Dopo tre mesi di lockdown i pubblici esercizi hanno lasciato sul campo 34 miliardi di fatturato. «E speriamo finisca qui», commenta Lino Stoppani, presidente nazionale Confcommercio Fipe (Federazione pubblici esercizi). Certo, i segnali della ripartenza ci sono, ma lo spettro di quei 8,2 miliardi di perdita mensili hanno lasciato aperte le ferite.
Anche perché degli 84 miliardi di fatturato di tutto il terziario, i tre quarti sono retaggio di alberghi, ristorazione, automotive e moda. «Sì – insiste Stoppani – sono numeri spaventosi. Almeno 50mila imprese sulle 300 mila complessive versano in grave difficoltà. Senza contare che ci sono 300mila posti di lavoro a rischio. Inutile nasconderci dietro un dito: questo è un vero e proprio bollettino di guerra. E le conseguenze sono di varia natura».

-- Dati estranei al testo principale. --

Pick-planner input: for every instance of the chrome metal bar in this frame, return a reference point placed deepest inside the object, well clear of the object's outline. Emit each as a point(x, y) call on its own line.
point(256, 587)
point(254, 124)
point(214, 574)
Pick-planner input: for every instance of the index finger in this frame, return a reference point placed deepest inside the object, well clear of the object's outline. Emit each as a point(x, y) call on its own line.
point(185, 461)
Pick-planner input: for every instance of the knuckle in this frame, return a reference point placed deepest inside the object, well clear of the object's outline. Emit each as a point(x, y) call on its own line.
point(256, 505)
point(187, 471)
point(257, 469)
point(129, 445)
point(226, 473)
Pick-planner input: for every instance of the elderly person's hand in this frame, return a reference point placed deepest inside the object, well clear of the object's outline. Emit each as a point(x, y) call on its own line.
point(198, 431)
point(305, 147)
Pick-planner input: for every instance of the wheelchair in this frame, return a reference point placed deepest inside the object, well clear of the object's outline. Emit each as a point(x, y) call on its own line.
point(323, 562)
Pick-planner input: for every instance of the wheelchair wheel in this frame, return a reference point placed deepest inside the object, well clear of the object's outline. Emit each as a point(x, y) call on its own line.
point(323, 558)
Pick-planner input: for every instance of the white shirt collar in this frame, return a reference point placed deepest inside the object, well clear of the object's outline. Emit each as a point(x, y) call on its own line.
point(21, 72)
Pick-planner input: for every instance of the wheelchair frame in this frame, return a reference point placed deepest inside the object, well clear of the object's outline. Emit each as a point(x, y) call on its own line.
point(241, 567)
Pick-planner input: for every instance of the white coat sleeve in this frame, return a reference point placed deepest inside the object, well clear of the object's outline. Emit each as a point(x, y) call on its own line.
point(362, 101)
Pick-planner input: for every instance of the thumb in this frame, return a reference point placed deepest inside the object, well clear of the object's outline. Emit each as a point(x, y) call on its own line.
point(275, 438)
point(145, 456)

Stoppani cerca di elencarle. Parla di danni sociali che potrebbero evocare quanto accaduto in Francia con i gilet gialli visto che pubblici esercizi e i negozi di vicinato «hanno anche una funzione di tenuta del tessuto sociale». Ma c’è anche, aggiunge, un impoverimento e una dispersione delle professionalità per ricreare le quali «ci vorranno diversi anni».
Senza contare, poi, «il rischio concreto di infiltrazioni malavitose, perché sicuramente c’è qualcuno che penserà di usare questo nostro settore come “lavanderia”». Insomma, bisogna intervenire in fretta. Lo deve fare la politica, tuona Stoppani, con liquidità, indennizzi per l’occupazione e altri strumenti emergenziali. «Riteniamo infatti – aggiunge – che sia necessaria una politica governativa. Ho avuto modo di riferire al premier Conte e al ministro Franceschini, nel corso degli Stati generali, che il cibo rappresenta per l’Italia valori importanti sotto il profilo economico, della cultura, della storia. Nessun Paese può competere con noi sotto questi aspetti».
Stoppani si spinge oltre. E dice: «Non so se la soluzione sia l’istituzione di un ministero dell’alimentazione. Ma se così non fosse va comunque migliorata l’attuale organizzazione. Basti pensare che la ristorazione ha una governance diversificata: il Mise, l’Agricoltura e il Turismo. Va da sé, dunque, che servirebbe un’unica regia con una visione unitaria».
Per questo Confcommercio Fipe ha suggerito al Governo quattro linee di adozione per aiutare il comparto: l’innovazione e la trasformazione tecnologica, l’invesitmento sul capitale umano, la valorizzazione dell’identità e specificità italiana e la revisione delle regole «che devono essere uniche per noi, gli agriturismi e così via».